The clustertend::hopkins
function used two nested
for()
loops:
for (i in 1:n) {
distp[1] <- dist(rbind(p[i, ], data[1, ]))
minqi <- dist(rbind(q[i, ], data[1, ]))
for (j in 2:nrow(data)) {
distp[j] <- dist(rbind(p[i, ], data[j, ]))
error <- q[i, ] - data[j, ]
if (sum(abs(error)) != 0) {
distq <- dist(rbind(q[i, ], data[j, ]))
if (distq < minqi)
minqi <- distq
}
}
Whenever nested for()
loops are used, you should
immediately consider if it possible to vectorize one or both loops. In
this case, we can define a function that calculates the euclidean
distance from a vector to the nearest row of a matrix and then use this
function to eliminate the inner loop:
DistVecToMat <- function(x,Y){
min(apply(Y, 1, function(yi) sqrt(sum((x-yi)^2))))
}
# DistVecToMat(c(1,2), matrix(c(4,5,6,7), nrow=2, byrow=TRUE))

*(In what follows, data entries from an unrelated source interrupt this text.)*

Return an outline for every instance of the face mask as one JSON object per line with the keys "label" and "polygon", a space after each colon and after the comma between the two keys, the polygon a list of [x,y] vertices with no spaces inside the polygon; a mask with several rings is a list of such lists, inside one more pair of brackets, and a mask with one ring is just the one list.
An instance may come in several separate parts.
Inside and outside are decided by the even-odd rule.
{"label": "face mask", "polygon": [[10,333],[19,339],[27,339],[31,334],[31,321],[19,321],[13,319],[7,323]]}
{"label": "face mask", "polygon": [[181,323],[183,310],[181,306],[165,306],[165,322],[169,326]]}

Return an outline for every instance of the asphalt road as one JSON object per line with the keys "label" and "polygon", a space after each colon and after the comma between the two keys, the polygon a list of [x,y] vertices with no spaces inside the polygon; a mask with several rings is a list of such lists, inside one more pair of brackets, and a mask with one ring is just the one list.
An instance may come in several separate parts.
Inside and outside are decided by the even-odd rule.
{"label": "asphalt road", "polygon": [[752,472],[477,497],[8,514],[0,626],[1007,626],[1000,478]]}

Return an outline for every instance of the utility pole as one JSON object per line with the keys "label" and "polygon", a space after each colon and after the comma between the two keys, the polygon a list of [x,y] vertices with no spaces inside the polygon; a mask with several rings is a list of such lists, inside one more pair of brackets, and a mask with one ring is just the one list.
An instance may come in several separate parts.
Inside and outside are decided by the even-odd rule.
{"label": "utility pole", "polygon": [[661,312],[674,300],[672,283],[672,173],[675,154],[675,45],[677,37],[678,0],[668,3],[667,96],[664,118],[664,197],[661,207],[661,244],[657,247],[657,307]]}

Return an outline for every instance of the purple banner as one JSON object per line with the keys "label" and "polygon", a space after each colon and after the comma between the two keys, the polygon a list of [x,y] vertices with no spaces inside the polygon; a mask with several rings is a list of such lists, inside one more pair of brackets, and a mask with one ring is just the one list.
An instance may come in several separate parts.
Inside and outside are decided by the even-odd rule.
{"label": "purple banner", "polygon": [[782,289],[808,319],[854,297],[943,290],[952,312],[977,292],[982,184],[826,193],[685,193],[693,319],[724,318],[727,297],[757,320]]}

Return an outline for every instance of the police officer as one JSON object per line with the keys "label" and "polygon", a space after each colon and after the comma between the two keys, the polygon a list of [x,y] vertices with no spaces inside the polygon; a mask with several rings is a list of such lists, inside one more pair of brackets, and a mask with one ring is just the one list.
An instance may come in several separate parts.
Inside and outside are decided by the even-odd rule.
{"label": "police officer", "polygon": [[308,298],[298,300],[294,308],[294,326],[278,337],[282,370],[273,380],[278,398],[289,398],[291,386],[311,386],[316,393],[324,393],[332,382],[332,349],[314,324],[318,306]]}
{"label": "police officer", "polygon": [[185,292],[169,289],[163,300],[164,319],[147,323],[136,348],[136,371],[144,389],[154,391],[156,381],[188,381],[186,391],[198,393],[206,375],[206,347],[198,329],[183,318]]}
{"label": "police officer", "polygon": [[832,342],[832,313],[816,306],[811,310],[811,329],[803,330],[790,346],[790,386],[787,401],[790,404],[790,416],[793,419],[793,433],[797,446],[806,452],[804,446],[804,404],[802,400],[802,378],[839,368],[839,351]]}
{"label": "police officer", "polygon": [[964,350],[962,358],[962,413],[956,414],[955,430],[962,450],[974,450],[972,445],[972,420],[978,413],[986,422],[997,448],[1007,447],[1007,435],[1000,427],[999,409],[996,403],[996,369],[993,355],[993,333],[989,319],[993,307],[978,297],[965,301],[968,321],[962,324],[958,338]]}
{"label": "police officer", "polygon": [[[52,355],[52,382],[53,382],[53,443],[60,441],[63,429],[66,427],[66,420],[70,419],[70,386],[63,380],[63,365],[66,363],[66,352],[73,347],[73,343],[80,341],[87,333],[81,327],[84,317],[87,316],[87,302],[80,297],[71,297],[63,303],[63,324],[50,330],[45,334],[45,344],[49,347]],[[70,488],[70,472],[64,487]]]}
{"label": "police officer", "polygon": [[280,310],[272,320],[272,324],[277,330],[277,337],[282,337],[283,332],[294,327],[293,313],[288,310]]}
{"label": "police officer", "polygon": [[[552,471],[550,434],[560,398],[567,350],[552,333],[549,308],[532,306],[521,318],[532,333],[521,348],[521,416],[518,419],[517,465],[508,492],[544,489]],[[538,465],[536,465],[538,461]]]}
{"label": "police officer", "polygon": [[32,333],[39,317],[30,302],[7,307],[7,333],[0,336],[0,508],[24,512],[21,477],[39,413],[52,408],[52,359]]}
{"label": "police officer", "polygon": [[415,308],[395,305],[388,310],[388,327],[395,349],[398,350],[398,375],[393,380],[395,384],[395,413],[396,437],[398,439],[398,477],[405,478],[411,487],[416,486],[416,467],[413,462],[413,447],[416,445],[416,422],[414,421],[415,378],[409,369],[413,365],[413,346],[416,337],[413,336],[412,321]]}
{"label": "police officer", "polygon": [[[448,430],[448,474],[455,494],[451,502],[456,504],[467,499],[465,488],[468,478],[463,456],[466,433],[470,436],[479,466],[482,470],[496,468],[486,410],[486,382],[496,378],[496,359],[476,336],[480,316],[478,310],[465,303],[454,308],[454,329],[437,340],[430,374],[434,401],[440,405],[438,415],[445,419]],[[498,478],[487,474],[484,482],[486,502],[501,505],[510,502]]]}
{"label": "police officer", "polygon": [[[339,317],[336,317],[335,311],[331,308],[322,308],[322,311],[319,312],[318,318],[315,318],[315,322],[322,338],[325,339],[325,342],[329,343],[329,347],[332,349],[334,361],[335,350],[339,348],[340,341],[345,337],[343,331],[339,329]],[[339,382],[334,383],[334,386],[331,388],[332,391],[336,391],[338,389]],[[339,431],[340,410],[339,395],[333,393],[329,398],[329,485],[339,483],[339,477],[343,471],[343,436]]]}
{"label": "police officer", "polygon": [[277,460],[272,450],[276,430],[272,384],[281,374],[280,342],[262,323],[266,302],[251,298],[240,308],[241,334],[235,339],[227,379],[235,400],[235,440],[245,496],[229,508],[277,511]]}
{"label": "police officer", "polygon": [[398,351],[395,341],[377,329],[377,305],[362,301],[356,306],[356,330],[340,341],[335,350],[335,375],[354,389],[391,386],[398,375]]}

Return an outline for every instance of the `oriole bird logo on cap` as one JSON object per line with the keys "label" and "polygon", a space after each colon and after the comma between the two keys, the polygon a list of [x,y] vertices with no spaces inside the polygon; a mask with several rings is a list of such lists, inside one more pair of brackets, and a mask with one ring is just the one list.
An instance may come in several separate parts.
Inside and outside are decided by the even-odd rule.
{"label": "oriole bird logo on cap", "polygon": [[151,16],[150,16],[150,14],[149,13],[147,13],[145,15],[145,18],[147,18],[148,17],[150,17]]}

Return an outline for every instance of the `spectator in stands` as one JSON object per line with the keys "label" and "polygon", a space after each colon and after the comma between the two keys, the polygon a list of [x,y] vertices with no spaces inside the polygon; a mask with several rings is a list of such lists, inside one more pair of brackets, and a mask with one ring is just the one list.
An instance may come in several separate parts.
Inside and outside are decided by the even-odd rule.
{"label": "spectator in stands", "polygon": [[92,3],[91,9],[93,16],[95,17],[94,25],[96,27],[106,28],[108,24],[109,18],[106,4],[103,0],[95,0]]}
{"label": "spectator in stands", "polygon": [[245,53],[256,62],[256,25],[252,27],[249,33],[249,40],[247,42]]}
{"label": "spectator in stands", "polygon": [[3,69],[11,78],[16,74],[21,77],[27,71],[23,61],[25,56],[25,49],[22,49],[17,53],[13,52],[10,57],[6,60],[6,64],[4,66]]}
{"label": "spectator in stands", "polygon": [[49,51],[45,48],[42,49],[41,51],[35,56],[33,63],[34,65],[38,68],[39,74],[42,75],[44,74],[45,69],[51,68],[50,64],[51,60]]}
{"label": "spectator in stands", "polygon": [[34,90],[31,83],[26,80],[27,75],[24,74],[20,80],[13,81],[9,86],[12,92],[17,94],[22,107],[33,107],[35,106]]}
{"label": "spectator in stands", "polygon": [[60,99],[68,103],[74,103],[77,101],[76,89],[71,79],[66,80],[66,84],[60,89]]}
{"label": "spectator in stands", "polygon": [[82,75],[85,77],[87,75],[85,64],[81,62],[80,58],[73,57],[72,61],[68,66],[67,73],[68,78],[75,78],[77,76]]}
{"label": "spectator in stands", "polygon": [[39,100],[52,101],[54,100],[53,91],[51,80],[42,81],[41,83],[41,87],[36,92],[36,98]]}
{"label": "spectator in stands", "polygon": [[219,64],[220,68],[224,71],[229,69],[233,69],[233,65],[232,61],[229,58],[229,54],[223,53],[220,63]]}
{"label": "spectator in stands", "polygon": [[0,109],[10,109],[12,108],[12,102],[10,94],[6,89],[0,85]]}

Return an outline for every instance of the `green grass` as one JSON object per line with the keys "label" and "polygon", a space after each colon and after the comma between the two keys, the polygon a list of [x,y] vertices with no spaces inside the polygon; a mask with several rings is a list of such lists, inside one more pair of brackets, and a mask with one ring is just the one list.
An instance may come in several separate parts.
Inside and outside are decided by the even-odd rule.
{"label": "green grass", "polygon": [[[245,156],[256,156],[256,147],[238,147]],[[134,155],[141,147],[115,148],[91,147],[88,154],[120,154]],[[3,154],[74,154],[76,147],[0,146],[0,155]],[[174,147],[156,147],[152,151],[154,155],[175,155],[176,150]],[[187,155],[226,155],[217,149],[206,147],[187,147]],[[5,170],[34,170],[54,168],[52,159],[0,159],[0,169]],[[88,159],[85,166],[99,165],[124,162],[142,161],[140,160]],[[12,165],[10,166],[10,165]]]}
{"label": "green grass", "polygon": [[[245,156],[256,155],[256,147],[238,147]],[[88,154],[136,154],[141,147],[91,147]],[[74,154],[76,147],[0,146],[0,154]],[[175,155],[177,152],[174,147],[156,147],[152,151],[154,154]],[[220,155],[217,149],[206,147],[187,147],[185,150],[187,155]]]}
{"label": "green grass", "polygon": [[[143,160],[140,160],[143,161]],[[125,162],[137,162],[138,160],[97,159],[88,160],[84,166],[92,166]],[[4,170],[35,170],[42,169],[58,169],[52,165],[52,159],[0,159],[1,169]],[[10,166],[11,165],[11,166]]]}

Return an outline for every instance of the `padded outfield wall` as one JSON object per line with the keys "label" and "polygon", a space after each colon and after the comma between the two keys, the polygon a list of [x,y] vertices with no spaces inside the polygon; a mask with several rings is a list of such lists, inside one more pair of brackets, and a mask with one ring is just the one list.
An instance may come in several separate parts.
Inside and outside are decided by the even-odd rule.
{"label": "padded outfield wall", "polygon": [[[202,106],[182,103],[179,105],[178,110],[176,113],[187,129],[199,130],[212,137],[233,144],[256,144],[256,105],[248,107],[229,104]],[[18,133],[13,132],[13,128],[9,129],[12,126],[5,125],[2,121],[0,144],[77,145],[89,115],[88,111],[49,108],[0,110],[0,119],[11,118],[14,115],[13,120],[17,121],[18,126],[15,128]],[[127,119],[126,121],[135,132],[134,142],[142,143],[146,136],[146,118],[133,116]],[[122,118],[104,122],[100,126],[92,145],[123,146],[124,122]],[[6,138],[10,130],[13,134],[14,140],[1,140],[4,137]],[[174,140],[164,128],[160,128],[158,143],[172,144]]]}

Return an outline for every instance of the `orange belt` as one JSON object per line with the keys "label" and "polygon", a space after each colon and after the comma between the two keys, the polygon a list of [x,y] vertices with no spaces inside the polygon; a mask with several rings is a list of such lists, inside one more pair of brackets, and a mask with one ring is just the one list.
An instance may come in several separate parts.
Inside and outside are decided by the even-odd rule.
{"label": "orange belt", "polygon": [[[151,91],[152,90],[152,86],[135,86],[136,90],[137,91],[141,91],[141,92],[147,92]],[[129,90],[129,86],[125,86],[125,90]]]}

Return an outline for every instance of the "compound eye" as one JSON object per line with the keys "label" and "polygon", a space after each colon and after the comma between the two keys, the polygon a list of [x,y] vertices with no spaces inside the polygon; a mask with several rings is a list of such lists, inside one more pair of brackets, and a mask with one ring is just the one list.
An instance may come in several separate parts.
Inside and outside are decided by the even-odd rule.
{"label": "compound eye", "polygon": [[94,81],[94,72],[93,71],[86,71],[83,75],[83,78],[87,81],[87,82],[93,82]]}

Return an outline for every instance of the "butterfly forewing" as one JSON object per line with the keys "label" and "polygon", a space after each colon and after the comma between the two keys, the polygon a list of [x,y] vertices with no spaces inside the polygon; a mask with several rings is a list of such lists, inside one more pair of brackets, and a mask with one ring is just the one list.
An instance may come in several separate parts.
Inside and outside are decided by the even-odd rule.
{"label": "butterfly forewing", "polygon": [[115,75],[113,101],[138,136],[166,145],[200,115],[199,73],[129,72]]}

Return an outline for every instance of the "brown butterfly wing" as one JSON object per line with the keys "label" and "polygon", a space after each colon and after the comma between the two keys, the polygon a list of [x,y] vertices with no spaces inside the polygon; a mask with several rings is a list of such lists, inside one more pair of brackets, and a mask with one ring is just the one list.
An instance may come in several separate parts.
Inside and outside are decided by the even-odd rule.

# 4.242641 7.071068 # sqrt(c(18,50))
# For each ith row of sample, calculate the distance of:
# U[i,] to X
# W[i,] to X[-k[i] , ], i.e. omitting W[i,] from X
dux <- rep(NA, n)
dwx <- rep(NA, n)
for(i in 1:n) {
dux[i] <- DistVecToMat(U[i,], X)
dwx[i] <- DistVecToMat(W[i,], X[-k[i],])
}
When thinking about manipulating two vectors or two matrices, you
should always keep in mind that there are R functions like
crossprod()
, outer()
, and apply()
that might come in handy. I played around with these functions but was
having trouble getting the results I wanted. I then used Google to
search for ideas and discovered the pdist
package, which
can efficiently compute the distance between all pairs of rows of two
matrices. This is exactly what we need.
# pdist(W,X) computes distance between rows of W and rows of X
tmp <- as.matrix(pdist(W,X))
dwx <- apply(tmp, 1, min)
# pdist(U,X) computes distance between rows of U and rows of X
tmp <- as.matrix(pdist(U,X))
dux <- apply(tmp, 1, min)
Finally, there’s two ways two different ways to change some elements of the distance matrix to be Inf:
library(microbenchmark)
# Method 1. Loop over vector 1:n
# for(i in 1:m) dwx[i,k[i]] <- Inf
microbenchmark(hopkins(X12, 500))
## Unit: milliseconds
## expr min lq mean median uq max neval
## hopkins(X12, 500) 38.9493 42.8045 50.73876 45.0668 47.69945 120.9366 100
# Method 2. Build a matrix of indexes to the cells that need changing
# dwx[ matrix( c(1:n, k), nrow=n) ] <- Inf
microbenchmark(hopkins(X12, 500))
## Unit: milliseconds
## expr min lq mean median uq max neval
## hopkins(X12, 500) 39.2668 42.41565 50.21628 43.74215 46.9462 126.3522 100
The median times across 100 calls to the function are virtually identical for this test case. Results could be different for smaller/larger datasets. In our (purely subjective) taste, the loop method is a bit easier to understand.
How good is the optimization? In one simulated-data example with 1000 rows and 2 columns, sampling 500 rows, the non-optimized function used about 17 seconds, while the optimized function used approximately 0.05 seconds.